Frequently Asked Questions

How do I check if my tap water has PFAS?

The fastest options: (1) Search the EPA's UCMR 5 database at epa.gov for your water system's results; (2) Check EWG's Tap Water Database at ewg.org/tapwater using your zip code; (3) Request your utility's Consumer Confidence Report. If you have a private well, hire a certified laboratory to test for PFAS — costs typically $150-$400 for a thorough panel.

What is the safe level of PFAS in drinking water?

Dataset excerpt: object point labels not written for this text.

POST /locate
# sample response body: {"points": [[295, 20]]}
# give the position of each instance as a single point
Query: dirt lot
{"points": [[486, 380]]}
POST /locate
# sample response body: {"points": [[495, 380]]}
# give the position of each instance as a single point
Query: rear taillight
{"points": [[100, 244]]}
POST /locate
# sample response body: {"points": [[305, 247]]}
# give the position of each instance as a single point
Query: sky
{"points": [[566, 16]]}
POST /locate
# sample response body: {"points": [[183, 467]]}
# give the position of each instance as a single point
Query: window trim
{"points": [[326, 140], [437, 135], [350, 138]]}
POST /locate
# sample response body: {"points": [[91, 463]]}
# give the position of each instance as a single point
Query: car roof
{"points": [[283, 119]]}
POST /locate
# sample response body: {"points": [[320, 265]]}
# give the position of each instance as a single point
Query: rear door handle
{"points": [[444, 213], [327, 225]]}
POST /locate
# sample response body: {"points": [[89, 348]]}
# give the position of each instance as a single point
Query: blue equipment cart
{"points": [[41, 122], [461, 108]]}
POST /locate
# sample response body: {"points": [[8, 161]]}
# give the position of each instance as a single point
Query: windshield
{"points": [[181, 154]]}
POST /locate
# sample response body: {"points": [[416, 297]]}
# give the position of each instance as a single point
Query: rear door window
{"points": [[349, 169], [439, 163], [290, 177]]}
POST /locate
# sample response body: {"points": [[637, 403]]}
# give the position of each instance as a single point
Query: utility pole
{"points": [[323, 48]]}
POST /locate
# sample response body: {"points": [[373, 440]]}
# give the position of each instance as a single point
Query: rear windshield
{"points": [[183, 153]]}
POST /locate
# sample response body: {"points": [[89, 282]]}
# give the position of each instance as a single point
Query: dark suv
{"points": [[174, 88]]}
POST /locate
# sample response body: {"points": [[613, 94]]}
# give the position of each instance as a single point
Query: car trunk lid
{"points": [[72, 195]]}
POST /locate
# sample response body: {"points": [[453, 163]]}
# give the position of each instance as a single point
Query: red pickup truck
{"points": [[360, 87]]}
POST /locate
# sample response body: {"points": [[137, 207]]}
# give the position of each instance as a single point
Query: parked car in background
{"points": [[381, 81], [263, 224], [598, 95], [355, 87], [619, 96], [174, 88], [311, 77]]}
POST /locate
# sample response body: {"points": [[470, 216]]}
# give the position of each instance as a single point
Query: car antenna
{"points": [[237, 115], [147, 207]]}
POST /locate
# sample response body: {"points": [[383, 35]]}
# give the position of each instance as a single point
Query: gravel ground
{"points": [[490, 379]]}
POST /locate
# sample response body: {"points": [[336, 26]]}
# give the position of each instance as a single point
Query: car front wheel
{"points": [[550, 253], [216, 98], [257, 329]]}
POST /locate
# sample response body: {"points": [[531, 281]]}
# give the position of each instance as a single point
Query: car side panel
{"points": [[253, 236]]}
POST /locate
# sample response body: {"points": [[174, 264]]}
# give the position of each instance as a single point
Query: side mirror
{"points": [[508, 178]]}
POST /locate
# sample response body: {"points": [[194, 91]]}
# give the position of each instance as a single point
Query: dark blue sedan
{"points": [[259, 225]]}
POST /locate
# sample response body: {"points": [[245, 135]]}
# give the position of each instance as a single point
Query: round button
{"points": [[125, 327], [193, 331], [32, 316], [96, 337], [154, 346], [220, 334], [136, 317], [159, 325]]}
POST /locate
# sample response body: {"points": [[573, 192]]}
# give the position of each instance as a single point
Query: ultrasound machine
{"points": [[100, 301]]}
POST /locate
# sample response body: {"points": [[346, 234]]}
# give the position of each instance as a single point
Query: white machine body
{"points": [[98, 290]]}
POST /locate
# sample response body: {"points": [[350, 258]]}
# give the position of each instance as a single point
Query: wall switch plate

The EPA's April 2024 final rule set MCLs of 4 ppt for PFOA and PFOS individually, and 10 ppt for PFNA, PFHxS, and PFDA. These are the first legally enforceable federal PFAS limits in drinking water. Water systems must comply by 2027. Many scientists argue the true safe threshold is much lower, as PFAS accumulate in body tissue with repeated low-dose exposure.

What are the health risks of drinking PFAS-contaminated water?

Long-term PFAS exposure through drinking water has been associated with kidney cancer, testicular cancer, thyroid disease, high cholesterol, immune suppression, and reproductive effects. PFAS don't metabolize or leave the body quickly — they accumulate over time. Residents who drank contaminated water for years before the contamination was identified may carry significant PFAS body burden.

Can I sue if PFAS was in my drinking water?

Possibly, depending on several factors: the source and severity of your contamination, the specific responsible parties (municipal utility, military installation, industrial manufacturer), and whether you developed a PFAS-linked health condition. Contamination alone is not sufficient for a personal injury claim — there must also be a medical injury. Check our eligibility tool or speak with an attorney to evaluate your situation.

Disclaimer: This article is for informational purposes only and does not constitute legal or medical advice. EPA regulatory data is current as of April 2026. Consult a qualified attorney and your physician for advice specific to your situation.